Okay, there. The threads have been combined, and there's a redirect from the lit spot forum that'll expire in one month. It's a few days over your deadline, but it's that or a week. :lol:
Thanks for accepting my entry! Here it is:
The Quiet Death of Janet Mueller
She screamed.
It was as much an instinctual, uncontrollable action as it was an intelligent one. It's something driven into our heads from the time we're little children - "if a stranger ever tries to take you, scream your head off!" So Janet Mueller screamed.
Janet Mueller's scream was audible inside the Robinson's home, but they had gone to Oregon for great-grandma Robinson's funeral.
Janet Mueller's scream could be heard inside the home of Georgia Levinson, but her thick earplugs blocked out anything that may have roused her from her sleep. It was just as well, perhaps; miss Levinson stood at a tiny five feet and one inch, with only 90 pounds to her frail frame. She could no more overpower Janet Mueller's problems than she could overpower a labrador retriever, and the bite-shaped scars on her arms suggested she wasn't good at that.
Janet Mueller's scream made its way into the home of the Hartmans. Mr. Hartman was away on business, Mrs. Hartman was knocked out on sleeping pills, and their daughter Naomi had yet to return home.
Janet Mueller's scream could also be heard from the back room of Larry Friedman's house. Mr. Friedman looked up, as if that would help him hear better. He heard the scream and the terror within it. He nestled into his chair, hoping it might protect him. But what would truly protect him was his steel-reinforced doors, multiple alarm systems, barred windows, and aggressive labrador retriever. As long as Mr. Friedman stayed inside, he knew he would be safe.
Janet Mueller's scream was only slightly audible in the bedroom of the recently married Cole and Marissa Lavigne. "What was that?" the babysitter asked. Mr. Lavigne ignored her question and unzipped her pants.
Janet Mueller's scream echoed from room to room in the unfurnished home of the late Horace Newman. The FOR SALE sign on the front lawn told all that needed to be told.
And so Janet Mueller was left to fend for herself. She ran frantically down the suburban street, stumbling and looking back over her shoulder like they do in horror movies. Her pursuer shrunk farther and farther into the distance, following at a slow, shuffling pace. Janet turned a sharp left into the McConnell's yard, stumbling through a bush on the way. Mr. McConnell heard the rustling from his place on the toilet and made note to get his shotgun once he was done. He was going to deal with the raccoon problem himself.

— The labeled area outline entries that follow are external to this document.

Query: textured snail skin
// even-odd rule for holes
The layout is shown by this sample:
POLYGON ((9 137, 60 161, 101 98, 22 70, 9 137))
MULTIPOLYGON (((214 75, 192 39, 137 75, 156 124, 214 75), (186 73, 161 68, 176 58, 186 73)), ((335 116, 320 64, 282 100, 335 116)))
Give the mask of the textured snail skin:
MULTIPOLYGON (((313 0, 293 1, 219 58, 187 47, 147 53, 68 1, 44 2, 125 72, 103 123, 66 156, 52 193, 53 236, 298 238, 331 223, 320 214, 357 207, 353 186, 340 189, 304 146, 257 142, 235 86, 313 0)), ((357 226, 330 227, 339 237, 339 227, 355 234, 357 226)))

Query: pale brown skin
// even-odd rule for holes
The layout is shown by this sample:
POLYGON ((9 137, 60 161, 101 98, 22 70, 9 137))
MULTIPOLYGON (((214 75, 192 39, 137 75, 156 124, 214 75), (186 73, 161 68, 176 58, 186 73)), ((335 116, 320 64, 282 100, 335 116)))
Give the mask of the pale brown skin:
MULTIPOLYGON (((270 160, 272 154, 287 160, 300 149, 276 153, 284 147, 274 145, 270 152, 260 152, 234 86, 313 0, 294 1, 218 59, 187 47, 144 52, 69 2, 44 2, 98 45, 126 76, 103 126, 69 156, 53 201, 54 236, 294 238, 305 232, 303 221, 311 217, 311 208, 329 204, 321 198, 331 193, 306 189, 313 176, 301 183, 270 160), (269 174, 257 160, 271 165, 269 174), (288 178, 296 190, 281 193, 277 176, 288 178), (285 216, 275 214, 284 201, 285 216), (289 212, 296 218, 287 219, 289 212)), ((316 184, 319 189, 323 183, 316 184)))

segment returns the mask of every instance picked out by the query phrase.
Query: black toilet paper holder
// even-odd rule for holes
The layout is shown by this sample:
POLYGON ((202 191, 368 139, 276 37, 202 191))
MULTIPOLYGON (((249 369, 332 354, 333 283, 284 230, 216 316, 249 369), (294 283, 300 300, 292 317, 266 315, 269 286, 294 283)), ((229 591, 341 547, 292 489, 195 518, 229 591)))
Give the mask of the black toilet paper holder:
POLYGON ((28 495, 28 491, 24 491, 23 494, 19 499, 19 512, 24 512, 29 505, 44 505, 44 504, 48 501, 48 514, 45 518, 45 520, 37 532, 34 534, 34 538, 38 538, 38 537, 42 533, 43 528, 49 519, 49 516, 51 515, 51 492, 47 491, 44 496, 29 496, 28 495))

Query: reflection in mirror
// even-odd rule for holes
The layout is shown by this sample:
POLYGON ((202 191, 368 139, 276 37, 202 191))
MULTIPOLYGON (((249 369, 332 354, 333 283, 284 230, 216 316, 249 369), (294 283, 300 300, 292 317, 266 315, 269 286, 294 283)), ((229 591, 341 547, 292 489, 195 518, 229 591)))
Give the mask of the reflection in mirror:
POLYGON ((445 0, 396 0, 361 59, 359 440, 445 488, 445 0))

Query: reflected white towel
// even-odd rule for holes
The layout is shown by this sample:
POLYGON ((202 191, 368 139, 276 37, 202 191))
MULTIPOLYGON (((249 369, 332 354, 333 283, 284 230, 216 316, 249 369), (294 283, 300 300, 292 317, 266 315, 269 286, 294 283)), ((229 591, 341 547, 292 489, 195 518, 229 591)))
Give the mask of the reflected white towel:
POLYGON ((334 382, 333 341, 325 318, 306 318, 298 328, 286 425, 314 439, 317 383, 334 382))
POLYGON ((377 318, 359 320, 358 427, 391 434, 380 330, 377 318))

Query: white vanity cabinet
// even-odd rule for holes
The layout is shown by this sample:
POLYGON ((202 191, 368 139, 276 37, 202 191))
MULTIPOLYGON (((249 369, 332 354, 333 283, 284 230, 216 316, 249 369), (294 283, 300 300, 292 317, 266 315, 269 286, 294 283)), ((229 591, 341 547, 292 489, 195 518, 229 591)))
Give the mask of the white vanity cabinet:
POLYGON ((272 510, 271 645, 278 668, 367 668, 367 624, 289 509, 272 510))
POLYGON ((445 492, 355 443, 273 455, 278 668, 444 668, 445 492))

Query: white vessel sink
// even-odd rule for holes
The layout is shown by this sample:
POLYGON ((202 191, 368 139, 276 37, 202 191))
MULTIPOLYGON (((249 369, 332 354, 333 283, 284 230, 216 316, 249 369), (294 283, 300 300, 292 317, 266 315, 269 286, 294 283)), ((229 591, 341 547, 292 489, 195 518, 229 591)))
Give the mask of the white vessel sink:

Janet Mueller pushed her way through more yards than she could count in the dark September night. Sometimes she'd cross a street, hop over a fence, or run through three consecutive yards. She hoped that with her speed advantage on her unusually slow pursuant, they may lose track of her. The Lavigne's small terrier barked at her as she ran through their backyard, causing the babysitter to peek through the bedroom curtains. Mr. Lavigne pulled her back, afraid that someone might see her.
Janet Mueller finally came to rest under the back porch of Gina Lewis and Pam Deering. Their cat, Elton, saw Janet through the window, but Gina and Pam did not. Janet tried to control her loud and heavy breathing, afraid it may give her hiding place away to her pursuer. But the truth was that she had been alone for three blocks, having quite sufficiently lost her pursuant, and possibly also his interest.
Janet Mueller leaned against the side of Miss Lewis and Miss Deering's house as her breath gradually slowed. The light of the full moon filtered between the boards on the deck, leaving stripes of blueish light on her jeans.
Janet Mueller screamed again.
This time, her screams were of pain. When that man attacked her, she grabbed, kicked, bit, punched, and clawed her way out of his grasp as he grabbed, kicked, bit, punched, and clawed her back into his grasp. The bite marks up and down her left arm oozed blood, but at the time it seemed minor. But now Janet was in the worst pain she had ever experienced. Her arm throbbed and stabbed, her mouth felt as if it were on fire, her legs twisted and contorted involuntarily, and it was as if every rib in her chest were broken. Janet Mueller writhed on the ground underneath the porch, screaming whenever her vocal chords didn't threaten to snap. Miss Lewis and Miss Deering didn't hear Janet over the thrash metal blaring in their bedroom - or they thought it was part of the song.
The neighbors thought it was part of the song.
A crawling, tingly sensation crept up the back of Janet Mueller's skull. Her right arm, the only one she could still move voluntarily, went to it and came back with a clump of hair attached to a patch of skin. Janet screamed and bled into the dirt. Soon enough, her left hand's ring finger fell off, as if mocking her unwed status.
Naomi Hartman walked down the Lavigne's front lawn. She wrapped her cardigan around her chest tightly, though it wasn't cold out.
When she heard the first footstep, she thought it was the wind.
When she heard the second footstep, she didn't hear it at all.
When she heard the third footstep, she thought it was an animal.
No one heard Janet Mueller, and they wouldn't hear Naomi Hartman either.